I Go Back

I douse myself

in faucet water, water

 

from well

to faucet, from well

 

to hose. I wear

my girl skin, let loose

 

cotton underpants hang from

our wooden swing set, built

 

by the only men who’ve ever

loved me. No one is here now

 

so I wear hose water, I hose

myself down, open my mouth

 

open my legs I taste our mountain

from inside out. I dress in water,

 

hints of metal, all the well picks up

deep earth of family taken like weight,

 

all pressure against this rusted metal ring.

Green plastic hose, I rope myself. I drink

 

I hose I wrap my lips around it, fill

my cheeks until I feel the want, my skin

 

craving burst, my mouth so open so full

so dripping I choke I laugh I cry no one

 

is here to hear me. To mirror me affirm

me I am not seen so I dress in well

 

water I dress this wrinkled skin in metal

bits earth bits O I want the well, its depth—

 

I cry into it, the hose my mouth all

choked tears all tongue and mineral

 

and bare I want to wear water wear

mountain I want it all back—give me

 

a family I can fix. I drink her in I stay

this way until I leak laughter, become all

 

I wanted. Spent, I take my full self

to the tub, I wear the faucet, open myself

 

to the faucet I leave the door open I wear

the door and while I’m at it I wear my parents

 

yes.

 

I wear it all. I live like this alone: a cackle

a scream a body full and waking, all water.

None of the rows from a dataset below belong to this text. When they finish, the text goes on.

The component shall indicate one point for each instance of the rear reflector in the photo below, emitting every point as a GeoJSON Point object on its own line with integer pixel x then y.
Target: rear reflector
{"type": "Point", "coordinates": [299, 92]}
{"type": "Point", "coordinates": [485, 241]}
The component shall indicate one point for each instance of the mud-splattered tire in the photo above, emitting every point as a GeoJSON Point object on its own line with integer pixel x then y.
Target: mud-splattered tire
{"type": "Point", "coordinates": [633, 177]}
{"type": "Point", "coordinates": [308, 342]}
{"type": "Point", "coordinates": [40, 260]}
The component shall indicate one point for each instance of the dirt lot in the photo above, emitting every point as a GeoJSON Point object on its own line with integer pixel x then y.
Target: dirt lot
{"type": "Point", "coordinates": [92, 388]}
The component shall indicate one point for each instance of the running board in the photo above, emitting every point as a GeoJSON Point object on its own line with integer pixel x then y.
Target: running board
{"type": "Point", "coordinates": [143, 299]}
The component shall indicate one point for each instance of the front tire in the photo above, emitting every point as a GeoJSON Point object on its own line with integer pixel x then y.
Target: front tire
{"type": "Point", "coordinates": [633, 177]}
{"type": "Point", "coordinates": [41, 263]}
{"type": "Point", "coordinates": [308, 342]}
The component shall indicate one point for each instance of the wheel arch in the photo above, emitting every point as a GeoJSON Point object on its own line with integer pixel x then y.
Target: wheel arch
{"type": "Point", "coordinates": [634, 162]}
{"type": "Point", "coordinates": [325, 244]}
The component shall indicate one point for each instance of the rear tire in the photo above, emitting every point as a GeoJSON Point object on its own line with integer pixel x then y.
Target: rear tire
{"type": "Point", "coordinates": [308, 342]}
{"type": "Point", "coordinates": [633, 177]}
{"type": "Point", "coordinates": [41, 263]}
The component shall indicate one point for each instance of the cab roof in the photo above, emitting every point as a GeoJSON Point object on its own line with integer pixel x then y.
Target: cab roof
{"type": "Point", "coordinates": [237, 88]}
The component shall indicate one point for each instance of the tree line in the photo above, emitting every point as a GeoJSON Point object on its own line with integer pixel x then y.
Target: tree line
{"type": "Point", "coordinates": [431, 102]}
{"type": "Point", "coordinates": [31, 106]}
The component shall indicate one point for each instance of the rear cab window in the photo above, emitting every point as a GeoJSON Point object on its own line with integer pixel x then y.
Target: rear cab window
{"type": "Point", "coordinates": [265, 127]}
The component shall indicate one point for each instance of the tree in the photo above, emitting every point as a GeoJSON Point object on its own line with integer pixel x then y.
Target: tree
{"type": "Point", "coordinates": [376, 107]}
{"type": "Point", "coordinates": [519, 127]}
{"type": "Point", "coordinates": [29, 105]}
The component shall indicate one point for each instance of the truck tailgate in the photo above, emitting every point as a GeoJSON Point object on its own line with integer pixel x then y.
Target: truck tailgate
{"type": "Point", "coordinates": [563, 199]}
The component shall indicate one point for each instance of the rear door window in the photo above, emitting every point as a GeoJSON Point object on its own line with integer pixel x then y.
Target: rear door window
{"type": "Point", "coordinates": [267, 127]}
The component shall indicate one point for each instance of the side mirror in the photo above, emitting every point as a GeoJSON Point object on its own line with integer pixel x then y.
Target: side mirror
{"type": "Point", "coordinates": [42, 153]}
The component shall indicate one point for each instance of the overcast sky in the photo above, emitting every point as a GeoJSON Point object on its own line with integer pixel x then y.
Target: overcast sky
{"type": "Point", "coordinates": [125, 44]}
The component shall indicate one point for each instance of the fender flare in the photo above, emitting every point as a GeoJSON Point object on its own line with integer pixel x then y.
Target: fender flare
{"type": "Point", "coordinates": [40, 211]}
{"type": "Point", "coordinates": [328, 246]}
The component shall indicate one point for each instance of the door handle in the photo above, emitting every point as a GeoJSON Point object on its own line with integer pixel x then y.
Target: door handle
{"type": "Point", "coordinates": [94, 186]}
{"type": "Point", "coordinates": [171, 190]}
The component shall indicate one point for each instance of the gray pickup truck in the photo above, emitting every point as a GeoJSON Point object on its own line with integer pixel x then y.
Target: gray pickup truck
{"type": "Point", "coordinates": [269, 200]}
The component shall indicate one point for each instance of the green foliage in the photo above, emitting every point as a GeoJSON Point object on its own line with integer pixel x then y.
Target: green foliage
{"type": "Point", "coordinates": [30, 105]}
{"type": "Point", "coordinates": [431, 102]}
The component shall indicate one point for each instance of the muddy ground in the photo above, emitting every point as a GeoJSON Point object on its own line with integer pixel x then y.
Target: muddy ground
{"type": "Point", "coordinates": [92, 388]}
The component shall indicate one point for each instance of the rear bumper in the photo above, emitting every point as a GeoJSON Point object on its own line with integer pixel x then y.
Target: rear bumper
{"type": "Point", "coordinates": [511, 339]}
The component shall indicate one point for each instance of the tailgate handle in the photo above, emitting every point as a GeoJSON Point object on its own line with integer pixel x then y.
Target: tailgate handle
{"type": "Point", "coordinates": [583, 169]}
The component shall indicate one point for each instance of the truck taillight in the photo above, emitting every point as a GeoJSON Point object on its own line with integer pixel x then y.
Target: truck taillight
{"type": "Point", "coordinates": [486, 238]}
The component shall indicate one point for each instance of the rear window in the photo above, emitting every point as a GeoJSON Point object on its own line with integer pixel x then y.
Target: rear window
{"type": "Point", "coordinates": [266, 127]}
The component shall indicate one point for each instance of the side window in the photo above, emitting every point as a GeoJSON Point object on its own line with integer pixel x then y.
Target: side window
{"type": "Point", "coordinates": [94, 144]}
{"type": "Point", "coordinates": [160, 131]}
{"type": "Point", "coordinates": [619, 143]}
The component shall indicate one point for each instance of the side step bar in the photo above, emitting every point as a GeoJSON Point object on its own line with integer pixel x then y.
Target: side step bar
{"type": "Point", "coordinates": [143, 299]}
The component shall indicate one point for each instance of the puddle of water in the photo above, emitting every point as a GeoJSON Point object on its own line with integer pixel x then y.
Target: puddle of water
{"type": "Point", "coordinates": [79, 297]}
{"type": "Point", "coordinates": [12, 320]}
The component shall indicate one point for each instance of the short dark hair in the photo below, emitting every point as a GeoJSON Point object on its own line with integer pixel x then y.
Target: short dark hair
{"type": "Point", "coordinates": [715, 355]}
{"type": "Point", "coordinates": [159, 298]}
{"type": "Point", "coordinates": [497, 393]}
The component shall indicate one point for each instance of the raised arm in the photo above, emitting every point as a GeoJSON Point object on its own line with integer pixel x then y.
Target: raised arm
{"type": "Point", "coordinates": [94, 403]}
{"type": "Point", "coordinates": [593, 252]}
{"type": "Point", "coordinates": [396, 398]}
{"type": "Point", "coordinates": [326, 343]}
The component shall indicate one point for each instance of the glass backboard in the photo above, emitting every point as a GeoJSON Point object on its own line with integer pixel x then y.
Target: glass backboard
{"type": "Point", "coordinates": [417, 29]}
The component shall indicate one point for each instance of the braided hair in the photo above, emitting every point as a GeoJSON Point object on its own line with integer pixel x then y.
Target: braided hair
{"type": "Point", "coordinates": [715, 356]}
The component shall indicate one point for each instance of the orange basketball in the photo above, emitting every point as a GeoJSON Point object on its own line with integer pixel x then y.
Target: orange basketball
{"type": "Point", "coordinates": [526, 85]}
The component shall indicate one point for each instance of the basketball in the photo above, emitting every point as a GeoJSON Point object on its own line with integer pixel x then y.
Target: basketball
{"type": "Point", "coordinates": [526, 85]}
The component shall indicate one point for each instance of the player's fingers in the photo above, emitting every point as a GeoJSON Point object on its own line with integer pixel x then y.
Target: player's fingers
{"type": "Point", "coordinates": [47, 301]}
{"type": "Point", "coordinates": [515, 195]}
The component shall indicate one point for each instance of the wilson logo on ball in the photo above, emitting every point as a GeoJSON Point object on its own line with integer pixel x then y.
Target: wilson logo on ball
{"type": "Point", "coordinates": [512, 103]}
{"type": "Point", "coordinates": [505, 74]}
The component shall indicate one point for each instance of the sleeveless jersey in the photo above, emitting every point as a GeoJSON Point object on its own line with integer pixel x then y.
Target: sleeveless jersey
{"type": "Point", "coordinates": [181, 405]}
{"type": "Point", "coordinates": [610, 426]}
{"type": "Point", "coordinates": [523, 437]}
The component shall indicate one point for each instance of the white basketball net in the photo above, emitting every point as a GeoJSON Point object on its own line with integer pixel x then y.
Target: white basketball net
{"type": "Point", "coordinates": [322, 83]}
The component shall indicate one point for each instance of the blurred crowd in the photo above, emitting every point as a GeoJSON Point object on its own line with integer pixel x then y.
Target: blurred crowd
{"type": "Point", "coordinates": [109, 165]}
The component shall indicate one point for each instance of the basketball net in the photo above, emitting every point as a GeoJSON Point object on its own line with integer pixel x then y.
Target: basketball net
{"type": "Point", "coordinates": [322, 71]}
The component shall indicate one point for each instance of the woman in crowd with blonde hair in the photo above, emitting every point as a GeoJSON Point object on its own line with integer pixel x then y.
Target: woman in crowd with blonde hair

Tara Shea Burke is a queer poet from the Blue Ridge Mountains of Virginia. She teaches writing and poetry at Virginia Commonwealth University and the Visual Arts Center of Richmond. She’s been an editor and contest judge, a board member and grants coordinator, is a functional, accessible strength trainer, and hustled in restaurants for twenty years. Her work appears in Khôra, Southern Humanities Review, and Queer Nature: A Poetry Anthology (Autumn House Press, 2022).